Several techniques exist for the management of corneal epithelial defects. Which technique is utilized depends on the cause, size, and other characteristics of the defect as well as on patient compliance and provider preference. For small defects, observation is an acceptable treatment, with or without topical antibiotics to prevent possible infection. For large defects, management options may include lubricating or antibiotic drops or ointments, bandage contact lenses, or pressure patching. Corneal abrasions caused by organic material or contact lens associated corneal abrasions should not get a bandage contact lens or patch due to the risk of promoting or worsening a corneal infection.

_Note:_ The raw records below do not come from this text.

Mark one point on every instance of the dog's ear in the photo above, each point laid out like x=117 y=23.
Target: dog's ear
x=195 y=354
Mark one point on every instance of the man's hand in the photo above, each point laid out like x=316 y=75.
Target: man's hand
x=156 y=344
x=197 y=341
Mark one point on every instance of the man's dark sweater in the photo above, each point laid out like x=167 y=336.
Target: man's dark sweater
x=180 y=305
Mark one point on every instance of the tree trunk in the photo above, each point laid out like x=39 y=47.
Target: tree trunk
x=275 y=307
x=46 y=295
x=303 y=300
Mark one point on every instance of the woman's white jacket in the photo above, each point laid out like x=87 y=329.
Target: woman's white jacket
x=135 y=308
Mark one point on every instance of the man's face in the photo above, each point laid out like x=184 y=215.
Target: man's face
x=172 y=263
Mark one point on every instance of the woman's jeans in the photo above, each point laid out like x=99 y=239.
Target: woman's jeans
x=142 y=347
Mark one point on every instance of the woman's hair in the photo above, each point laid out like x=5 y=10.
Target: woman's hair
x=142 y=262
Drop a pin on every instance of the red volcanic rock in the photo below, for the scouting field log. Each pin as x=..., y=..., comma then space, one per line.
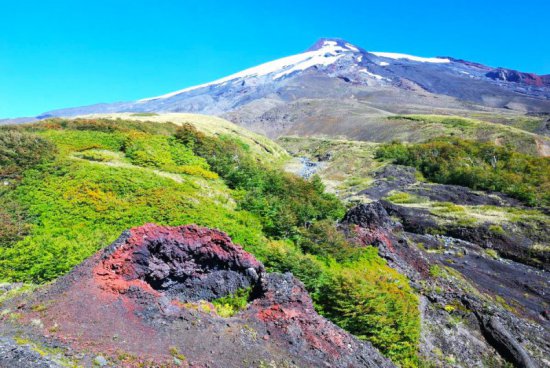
x=147, y=295
x=188, y=261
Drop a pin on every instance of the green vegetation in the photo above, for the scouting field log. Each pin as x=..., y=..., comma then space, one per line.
x=478, y=166
x=232, y=304
x=282, y=201
x=426, y=127
x=375, y=303
x=402, y=197
x=91, y=179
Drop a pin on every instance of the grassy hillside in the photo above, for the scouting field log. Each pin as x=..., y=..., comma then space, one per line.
x=432, y=126
x=70, y=187
x=260, y=146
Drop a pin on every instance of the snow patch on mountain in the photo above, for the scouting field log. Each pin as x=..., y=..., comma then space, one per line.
x=391, y=55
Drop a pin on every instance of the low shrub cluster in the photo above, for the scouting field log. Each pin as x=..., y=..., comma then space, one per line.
x=282, y=201
x=476, y=165
x=86, y=181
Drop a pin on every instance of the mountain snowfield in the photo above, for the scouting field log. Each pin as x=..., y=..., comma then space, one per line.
x=338, y=73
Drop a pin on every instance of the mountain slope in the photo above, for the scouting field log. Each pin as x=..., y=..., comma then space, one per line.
x=336, y=69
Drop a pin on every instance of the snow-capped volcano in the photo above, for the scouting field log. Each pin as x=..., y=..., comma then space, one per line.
x=337, y=70
x=325, y=53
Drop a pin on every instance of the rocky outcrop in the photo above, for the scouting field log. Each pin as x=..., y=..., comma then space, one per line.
x=188, y=263
x=146, y=298
x=465, y=316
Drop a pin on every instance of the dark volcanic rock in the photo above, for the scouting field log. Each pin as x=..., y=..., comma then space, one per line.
x=488, y=334
x=148, y=295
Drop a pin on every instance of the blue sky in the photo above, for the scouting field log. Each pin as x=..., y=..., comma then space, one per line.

Corneal abrasions with slower healing (such as abrasions caused by fingernail, paper, leaves, thorns) are at higher risk for infection and should not be patch. Persistent epithelial defects, as might occur with neurotrophic keratitis, can also be treated with lubrication, tarsorrhaphy, serum tears, amniotic membrane grafts, or Oxervate. The goal of treatment is to provide patient comfort and prevent infection as the limbal stem cells regenerate the corneal epithelium.

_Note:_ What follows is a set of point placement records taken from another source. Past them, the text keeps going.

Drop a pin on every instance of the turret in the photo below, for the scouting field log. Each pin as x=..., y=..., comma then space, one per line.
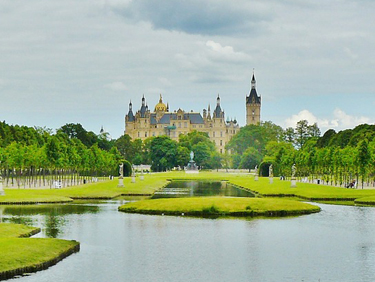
x=253, y=104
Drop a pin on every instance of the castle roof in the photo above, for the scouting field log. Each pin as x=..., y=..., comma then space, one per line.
x=161, y=106
x=253, y=97
x=194, y=118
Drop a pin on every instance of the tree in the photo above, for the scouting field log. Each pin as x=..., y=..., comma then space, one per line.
x=363, y=158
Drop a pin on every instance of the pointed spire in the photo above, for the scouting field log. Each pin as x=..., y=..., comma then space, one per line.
x=253, y=81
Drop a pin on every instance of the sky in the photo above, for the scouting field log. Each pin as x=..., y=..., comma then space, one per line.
x=83, y=61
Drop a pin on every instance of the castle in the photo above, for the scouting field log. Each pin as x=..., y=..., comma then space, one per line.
x=163, y=122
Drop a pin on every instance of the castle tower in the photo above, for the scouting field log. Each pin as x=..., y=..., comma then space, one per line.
x=253, y=103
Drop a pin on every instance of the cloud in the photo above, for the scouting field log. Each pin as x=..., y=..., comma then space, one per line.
x=218, y=52
x=214, y=63
x=339, y=120
x=210, y=17
x=165, y=81
x=116, y=86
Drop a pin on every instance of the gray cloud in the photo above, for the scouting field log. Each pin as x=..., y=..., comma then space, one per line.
x=213, y=17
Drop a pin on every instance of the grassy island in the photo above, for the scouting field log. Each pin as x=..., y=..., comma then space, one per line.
x=25, y=255
x=220, y=206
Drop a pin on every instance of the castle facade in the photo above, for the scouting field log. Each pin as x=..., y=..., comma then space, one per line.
x=161, y=121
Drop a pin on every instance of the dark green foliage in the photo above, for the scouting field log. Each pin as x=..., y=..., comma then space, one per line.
x=127, y=168
x=326, y=138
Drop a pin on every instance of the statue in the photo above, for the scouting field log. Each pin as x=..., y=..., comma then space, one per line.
x=293, y=182
x=191, y=166
x=294, y=170
x=121, y=170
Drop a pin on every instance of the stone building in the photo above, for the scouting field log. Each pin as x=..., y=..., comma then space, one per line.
x=161, y=121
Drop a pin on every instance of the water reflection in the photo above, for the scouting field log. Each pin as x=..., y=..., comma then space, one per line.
x=178, y=189
x=54, y=217
x=337, y=244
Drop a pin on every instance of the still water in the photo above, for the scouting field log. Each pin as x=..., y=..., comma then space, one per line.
x=178, y=189
x=337, y=244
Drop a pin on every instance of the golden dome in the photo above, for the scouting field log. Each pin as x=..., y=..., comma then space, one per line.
x=160, y=107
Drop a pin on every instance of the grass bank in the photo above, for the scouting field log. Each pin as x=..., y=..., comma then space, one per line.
x=25, y=255
x=101, y=190
x=220, y=206
x=306, y=191
x=152, y=182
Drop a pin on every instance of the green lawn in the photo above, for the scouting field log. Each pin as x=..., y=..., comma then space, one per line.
x=21, y=255
x=312, y=192
x=220, y=206
x=101, y=190
x=108, y=189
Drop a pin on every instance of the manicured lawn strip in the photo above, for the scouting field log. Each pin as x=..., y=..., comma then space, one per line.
x=313, y=192
x=25, y=255
x=154, y=181
x=368, y=201
x=100, y=190
x=10, y=230
x=220, y=206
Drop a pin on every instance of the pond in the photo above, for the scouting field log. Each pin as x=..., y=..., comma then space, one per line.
x=177, y=189
x=337, y=244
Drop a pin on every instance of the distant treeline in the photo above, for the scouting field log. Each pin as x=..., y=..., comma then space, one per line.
x=30, y=154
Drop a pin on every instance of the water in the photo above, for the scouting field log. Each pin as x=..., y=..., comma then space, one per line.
x=337, y=244
x=177, y=189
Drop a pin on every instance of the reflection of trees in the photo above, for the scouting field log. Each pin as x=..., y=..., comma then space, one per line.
x=54, y=224
x=54, y=215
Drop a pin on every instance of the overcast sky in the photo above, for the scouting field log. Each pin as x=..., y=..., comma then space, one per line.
x=77, y=61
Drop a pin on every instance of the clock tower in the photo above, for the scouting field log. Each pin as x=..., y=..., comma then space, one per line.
x=253, y=103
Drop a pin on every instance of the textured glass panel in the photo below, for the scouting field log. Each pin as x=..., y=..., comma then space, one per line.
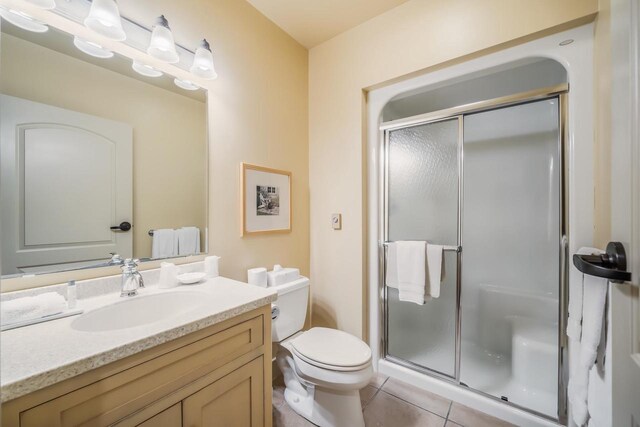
x=423, y=203
x=510, y=267
x=423, y=183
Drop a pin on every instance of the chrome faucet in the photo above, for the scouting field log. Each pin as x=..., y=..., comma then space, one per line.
x=115, y=259
x=131, y=278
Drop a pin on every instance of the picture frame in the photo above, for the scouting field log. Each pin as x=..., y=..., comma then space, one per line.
x=265, y=200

Topical anesthetics are not considered to be helpful in the treatment of corneal epithelial defects due to the concern for topical anesthetic abuse and masking of worsening pain/symptoms/infection by continuous anesthesia. Topical anesthetics also delay wound healing and can result in tragic outcomes such as permanent scarring or even perforation.[2] Oral analgesics within the first 24-48 hours can be helpful for many patients. Topical NSAIDs can cause local toxicity, ulceration and delay healing. However, a meta- analysis[3] found that topical NSAIDs used for the first 24-48 hours were safe and lowered pain scores.

Medical follow up

Patients should be followed closely in the clinic to ensure resolution of the defect and to monitor for signs of infection.

Additional Resources

  1. External Disease and Cornea. Basic and Clinical Science Course, Section 8. San Francisco: American Academy of Ophthalmology. 2024-2025
  2. Practical Ophthalmology, 6th Edition. San Francisco: American Academy of Ophthalmology. 2009
  3. Shields T, Sloane PD. A comparison of eye problems in primary care and ophthalmology practices. Fam Med. Sep-Oct 1991;23(7):544-6. [Medline].

References

  1. Lee S, Kim S, et al, "Comparison of eye protection methods for corneal abrasion during general anesthesia," Anesthesia and Pain Medicine, 2016;11(1):99-103.
  2. Lee, Driver, Seitzman, "Cornea Specialists Do Not Recommend Routine Usage of Topical Anesthetics for Corneal Abrasions," Annals of Emergency Medicine [correspondence]. Vol 74, No 3, Sept 2019, pp 463-466.
  3. Yu CW, Kirubarajan A, Yau M, Armstrong D, Johnson DE. Topical pain control for corneal abrasions: A systematic review and meta-analysis. Acad Emerg Med. 2021 Aug;28(8):890-908. doi: 10.1111/acem.14222. Epub 2021 Mar 5. PMID: 33508879.